The Power & Importance of Saying "NO"
Photo © Ernest Brillo
Women are known to say, "Yes" to helping a friend, neighbour and a loved-one before helping ourselves. It's in our DNA! Even though we are natural givers, social conditioning is a better explanation for the guilt we feel when we say no.
The good news is you can overcome this conditioning and learn when and how to say no.
Never feel guilty when "NO" happens to be your answer. I know we've been taught our whole lives that saying no is selfish. It just isn't true. If you say yes to everything, you will be overworked and filled with stress. Then, you won't be of use to anyone - your boss, your children, spouse or yourself. Stand your ground in your decisions, and you will have a more balanced life.
Once you learn to say no, you will have more time to yourself. No, this doesn't make you selfish, either. You work hard. You're a great mother, wife, friend and employee. You deserve to spend time doing the things you want to do. You can get back to hobbies you miss doing or find new ones. You can simply relax and focus on self-care. It doesn't matter what you decide to do in your free time; you do not owe anyone an explanation.
Reduce Stress & Anxiety
I know it can be stressful to say no, but that stress is fleeting.

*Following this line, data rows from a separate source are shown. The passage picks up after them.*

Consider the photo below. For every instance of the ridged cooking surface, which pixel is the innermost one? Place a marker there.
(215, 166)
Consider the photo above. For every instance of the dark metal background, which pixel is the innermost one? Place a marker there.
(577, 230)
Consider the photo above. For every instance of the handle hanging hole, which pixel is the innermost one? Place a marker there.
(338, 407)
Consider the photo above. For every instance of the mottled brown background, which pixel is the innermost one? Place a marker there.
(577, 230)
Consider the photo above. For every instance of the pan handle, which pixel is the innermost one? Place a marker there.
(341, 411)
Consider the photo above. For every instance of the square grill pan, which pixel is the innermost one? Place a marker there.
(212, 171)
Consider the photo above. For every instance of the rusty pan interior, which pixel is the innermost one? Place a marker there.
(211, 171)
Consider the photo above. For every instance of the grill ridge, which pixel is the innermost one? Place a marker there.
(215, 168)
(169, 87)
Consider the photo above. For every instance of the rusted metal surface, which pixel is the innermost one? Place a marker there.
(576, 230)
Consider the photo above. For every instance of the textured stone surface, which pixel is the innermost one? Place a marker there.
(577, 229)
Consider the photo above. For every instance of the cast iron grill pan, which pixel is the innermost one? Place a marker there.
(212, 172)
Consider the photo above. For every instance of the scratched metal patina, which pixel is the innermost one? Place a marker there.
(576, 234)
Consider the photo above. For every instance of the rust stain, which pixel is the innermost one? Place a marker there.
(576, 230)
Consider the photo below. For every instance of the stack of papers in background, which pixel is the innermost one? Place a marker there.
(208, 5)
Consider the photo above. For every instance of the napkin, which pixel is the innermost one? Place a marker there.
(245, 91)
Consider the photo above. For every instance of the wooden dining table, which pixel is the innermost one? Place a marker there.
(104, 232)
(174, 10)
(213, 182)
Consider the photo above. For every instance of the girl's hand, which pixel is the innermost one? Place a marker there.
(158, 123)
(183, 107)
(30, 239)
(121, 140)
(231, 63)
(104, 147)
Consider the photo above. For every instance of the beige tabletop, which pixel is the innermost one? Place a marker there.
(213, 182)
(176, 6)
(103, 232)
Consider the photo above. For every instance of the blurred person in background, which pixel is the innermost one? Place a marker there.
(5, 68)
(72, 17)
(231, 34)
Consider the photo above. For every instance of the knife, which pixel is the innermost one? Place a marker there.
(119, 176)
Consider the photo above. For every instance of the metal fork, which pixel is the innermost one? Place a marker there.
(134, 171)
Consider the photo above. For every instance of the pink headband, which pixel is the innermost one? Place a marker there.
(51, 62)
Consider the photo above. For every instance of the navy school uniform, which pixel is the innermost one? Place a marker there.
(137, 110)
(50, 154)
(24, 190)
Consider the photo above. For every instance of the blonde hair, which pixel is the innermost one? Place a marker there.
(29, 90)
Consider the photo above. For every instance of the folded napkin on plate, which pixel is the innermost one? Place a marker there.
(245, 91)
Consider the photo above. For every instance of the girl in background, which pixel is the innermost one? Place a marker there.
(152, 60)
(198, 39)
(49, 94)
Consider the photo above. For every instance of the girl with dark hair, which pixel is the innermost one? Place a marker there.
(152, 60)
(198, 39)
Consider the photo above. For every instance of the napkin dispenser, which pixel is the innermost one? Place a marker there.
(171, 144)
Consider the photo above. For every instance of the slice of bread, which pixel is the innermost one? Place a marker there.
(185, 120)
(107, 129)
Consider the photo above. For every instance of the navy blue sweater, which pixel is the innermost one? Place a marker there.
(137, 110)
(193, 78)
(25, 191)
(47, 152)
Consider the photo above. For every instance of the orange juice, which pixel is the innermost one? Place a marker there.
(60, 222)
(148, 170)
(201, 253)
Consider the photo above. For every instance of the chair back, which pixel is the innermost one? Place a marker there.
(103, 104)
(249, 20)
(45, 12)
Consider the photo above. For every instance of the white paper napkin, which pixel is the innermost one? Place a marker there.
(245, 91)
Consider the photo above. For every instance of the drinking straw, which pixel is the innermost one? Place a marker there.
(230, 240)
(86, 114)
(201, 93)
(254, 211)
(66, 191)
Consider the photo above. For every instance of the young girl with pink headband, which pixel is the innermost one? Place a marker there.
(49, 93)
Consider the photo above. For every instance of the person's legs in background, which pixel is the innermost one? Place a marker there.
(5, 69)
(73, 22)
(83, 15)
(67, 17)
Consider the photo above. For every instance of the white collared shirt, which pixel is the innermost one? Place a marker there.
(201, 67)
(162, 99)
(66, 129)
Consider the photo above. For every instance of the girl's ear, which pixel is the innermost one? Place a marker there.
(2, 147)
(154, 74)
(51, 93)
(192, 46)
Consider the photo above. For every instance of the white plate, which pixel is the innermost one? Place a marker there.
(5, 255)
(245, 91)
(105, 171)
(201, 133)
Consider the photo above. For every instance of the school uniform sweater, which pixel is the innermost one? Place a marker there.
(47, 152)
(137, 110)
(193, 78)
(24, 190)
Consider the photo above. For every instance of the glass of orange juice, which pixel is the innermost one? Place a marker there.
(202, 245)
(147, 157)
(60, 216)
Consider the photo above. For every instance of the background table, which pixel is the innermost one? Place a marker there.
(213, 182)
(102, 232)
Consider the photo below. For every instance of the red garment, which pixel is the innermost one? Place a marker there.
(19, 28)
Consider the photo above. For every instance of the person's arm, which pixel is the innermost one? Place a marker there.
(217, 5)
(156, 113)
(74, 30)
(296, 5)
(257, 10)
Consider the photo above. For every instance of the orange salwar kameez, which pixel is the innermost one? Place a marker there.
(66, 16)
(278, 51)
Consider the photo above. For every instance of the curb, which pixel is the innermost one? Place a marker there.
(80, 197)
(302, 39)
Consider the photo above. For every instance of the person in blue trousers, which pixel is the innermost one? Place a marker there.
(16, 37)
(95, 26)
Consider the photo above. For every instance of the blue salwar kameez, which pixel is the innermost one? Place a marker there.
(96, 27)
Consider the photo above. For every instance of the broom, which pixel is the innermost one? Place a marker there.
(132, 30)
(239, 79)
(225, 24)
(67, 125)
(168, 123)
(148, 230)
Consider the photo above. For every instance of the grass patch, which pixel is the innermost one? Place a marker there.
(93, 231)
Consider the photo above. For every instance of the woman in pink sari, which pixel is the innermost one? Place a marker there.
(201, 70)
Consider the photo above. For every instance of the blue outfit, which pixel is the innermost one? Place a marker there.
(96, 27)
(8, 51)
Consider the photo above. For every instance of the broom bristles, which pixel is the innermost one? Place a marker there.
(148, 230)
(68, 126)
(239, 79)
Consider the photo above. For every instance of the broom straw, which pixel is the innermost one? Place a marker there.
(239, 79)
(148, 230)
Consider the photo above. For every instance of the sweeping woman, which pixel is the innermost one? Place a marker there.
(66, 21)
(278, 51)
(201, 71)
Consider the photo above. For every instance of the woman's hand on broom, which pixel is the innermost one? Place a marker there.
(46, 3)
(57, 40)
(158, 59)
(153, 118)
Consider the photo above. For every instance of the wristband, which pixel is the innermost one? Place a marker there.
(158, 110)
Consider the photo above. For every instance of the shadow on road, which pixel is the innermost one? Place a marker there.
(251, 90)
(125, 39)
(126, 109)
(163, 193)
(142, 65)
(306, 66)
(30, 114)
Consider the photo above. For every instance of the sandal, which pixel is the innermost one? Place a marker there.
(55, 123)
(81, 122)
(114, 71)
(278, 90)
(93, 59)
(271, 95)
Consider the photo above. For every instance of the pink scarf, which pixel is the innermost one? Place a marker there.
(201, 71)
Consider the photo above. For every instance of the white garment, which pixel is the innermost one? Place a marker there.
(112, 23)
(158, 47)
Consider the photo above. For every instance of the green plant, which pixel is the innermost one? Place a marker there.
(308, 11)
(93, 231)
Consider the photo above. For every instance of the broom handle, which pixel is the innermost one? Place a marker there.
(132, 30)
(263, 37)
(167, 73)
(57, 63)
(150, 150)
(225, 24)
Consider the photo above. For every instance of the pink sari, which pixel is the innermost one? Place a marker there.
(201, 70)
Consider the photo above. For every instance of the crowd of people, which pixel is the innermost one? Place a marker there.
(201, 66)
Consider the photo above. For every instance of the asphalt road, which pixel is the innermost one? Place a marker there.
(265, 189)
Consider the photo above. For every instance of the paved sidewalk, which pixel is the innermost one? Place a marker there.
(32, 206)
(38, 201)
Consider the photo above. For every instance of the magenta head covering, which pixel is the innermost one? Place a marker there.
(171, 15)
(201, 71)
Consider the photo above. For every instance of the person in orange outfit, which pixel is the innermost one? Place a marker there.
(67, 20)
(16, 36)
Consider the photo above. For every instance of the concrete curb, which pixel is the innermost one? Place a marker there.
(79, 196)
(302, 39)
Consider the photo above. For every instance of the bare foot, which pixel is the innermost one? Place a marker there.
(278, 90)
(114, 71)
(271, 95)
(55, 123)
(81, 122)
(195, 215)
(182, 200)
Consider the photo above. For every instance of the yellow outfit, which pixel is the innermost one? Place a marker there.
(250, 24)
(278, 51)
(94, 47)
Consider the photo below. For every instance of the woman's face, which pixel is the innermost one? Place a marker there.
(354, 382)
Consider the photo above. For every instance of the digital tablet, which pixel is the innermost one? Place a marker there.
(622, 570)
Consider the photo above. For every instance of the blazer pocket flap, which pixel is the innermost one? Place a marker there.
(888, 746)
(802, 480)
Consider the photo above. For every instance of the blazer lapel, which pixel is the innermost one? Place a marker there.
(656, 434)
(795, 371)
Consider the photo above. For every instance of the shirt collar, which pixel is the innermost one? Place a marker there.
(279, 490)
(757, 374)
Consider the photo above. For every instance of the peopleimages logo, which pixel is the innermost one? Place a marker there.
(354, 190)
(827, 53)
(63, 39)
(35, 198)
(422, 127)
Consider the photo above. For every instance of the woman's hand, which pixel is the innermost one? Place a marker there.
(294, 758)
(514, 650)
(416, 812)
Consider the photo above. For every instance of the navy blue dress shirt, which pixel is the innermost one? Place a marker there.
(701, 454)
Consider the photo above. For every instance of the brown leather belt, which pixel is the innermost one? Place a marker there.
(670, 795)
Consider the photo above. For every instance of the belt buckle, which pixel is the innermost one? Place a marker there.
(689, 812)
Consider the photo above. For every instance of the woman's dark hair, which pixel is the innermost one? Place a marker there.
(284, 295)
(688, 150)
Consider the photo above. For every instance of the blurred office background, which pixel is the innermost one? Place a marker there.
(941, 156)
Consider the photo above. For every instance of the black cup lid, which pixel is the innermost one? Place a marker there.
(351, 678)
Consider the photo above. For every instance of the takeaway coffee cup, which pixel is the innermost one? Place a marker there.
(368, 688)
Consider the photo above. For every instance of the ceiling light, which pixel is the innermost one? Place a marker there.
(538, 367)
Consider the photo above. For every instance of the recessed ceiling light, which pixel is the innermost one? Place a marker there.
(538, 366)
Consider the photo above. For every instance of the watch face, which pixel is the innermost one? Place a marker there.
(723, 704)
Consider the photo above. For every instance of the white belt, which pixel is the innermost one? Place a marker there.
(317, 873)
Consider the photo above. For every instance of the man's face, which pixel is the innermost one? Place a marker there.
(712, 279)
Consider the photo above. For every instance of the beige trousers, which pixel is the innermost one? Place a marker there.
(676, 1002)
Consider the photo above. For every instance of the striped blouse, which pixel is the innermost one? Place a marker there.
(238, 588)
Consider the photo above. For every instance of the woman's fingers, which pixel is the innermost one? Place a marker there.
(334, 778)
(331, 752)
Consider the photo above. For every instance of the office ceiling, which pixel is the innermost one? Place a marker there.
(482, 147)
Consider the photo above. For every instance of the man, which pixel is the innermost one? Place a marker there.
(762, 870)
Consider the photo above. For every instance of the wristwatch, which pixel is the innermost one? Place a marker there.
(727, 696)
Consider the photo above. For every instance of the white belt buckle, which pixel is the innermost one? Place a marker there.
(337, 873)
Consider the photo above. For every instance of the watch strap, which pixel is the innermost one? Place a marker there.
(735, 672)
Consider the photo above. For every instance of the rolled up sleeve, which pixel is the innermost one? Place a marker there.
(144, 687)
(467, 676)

If you are struggling to balance the life you already have, saying yes to every project or favour that comes your way is only going to make it worse. The more stress you have, the more likely you are to develop more severe symptoms, physically and cognitively. Symptoms include headaches, chest pain, trouble sleeping, ringing in the ear, grinding teeth, poor focus, impaired judgment, bad memory and the list goes on. To avoid negative stress, say no to the things that will push your work-life balance over the edge.
Straighten Your Priorities
You're saying no, you have more time for yourself and you're still stressed out! Well, it might be time to reassess what is important in your life. For example, if you're saying yes to everything at work and no to everything at home, there's bound to be conflict. To help guide your decisions, make a list each area of your life and rank them from most to least important. Think about your current schedule and choices. Do the ranks match the allotted time for each category? If family is more important than work, you should be saying yes to date night with your spouse and no to working late that night. The list helps you to keep it all in perspective. Visuals will make it easier to see the changes you need to make.
Saying no doesn't mean you have to be insensitive or rude, and you shouldn't say it all the time. However, your automatic response should not be yes, which I know is the case for many of us. You should weigh your options. Is this something you want to do? What are the benefits if I agree? Give an honest answer based on a variety of criteria such as length of commitment, current schedule restraints and stress factor of the activity in question. Let the asking party down easy with phrases such as "I appreciate you asking, but I can't do it right now," or "I'm going to say no for now. I'll let you know if something changes."
It's going to be hard at first, but you can do it. It took years of conditioning to make you uncomfortable with standing up for yourself, and you won't be comfortable right away just because you have your mind set on it. It takes practice. But you are worth it. Your happiness and the happiness of those you care about depend on it.